For several weeks, the writer and journalist Kamel Daoud has been chronicling the crisis we are going through in the newspaper "Le Point". Guest of Europe 1, he believes that the virus and the crisis that results from it risks having lasting impacts on our habits, and upsets our relationship with the intimate.

INTERVIEW

Since the beginning of the coronavirus crisis, the writer and journalist Kamel Daoud, whose last book The Painter devouring the woman has appearedat Acte Sud, chronicles this change of life, which we inexorably face, in the newspaper Le Point . Guest of Patrick Cohen, Sunday on Europe 1, he believes that the crisis we are going through, a "philosophical moment, a political moment, and of economic anguish", remains above all "a moment of self-reflection". The writer considers in particular that the virus "impoverishes in us this gift of self", with catastrophic consequences.

The virus "will mark our habits for a long time"

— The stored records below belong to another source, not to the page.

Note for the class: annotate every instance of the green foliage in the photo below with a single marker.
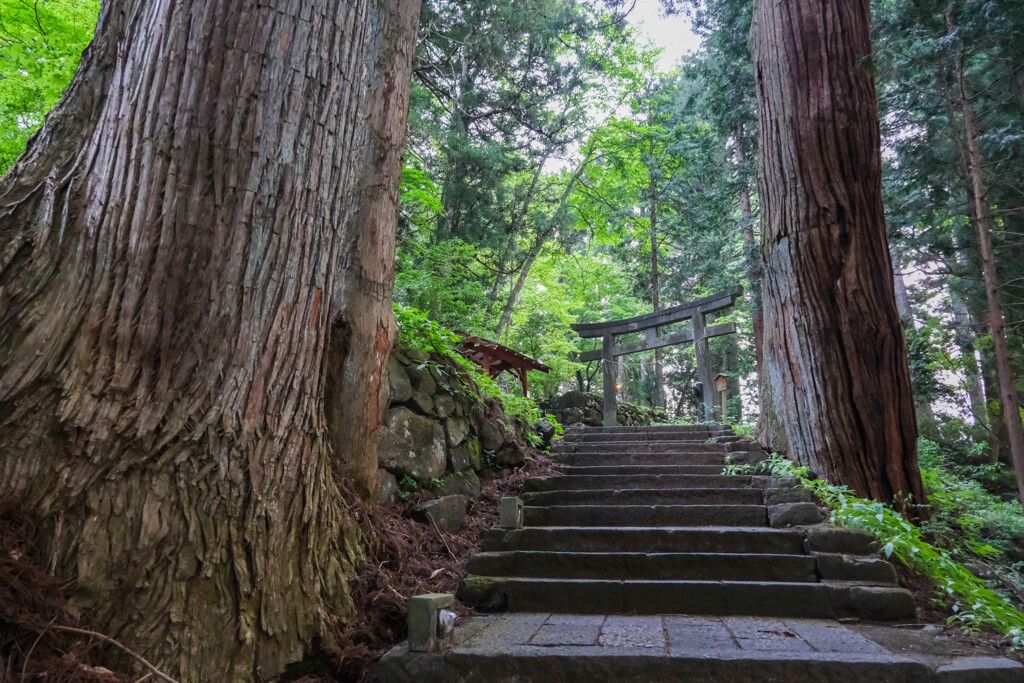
(40, 47)
(975, 605)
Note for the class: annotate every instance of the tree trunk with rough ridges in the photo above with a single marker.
(1004, 364)
(841, 381)
(655, 291)
(754, 269)
(193, 247)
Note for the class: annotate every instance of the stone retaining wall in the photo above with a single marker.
(438, 432)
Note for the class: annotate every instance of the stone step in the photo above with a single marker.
(677, 566)
(640, 446)
(750, 598)
(646, 515)
(605, 481)
(646, 497)
(640, 458)
(649, 430)
(647, 540)
(683, 437)
(620, 470)
(541, 647)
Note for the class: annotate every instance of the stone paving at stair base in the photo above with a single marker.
(666, 634)
(577, 646)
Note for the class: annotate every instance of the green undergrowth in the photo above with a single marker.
(417, 332)
(974, 604)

During this period, we are "forced to reflect on what we are going to do, and what we can still bear," recalls Kamel Daoud. With the rules of confinement and then of social distancing, physical proximity, which he calls "Mediterranean virtue", is today banned. "This is something that strikes us: distancing, barrier gestures - I called that social chastity. But how is the future going to be?" Asked the writer.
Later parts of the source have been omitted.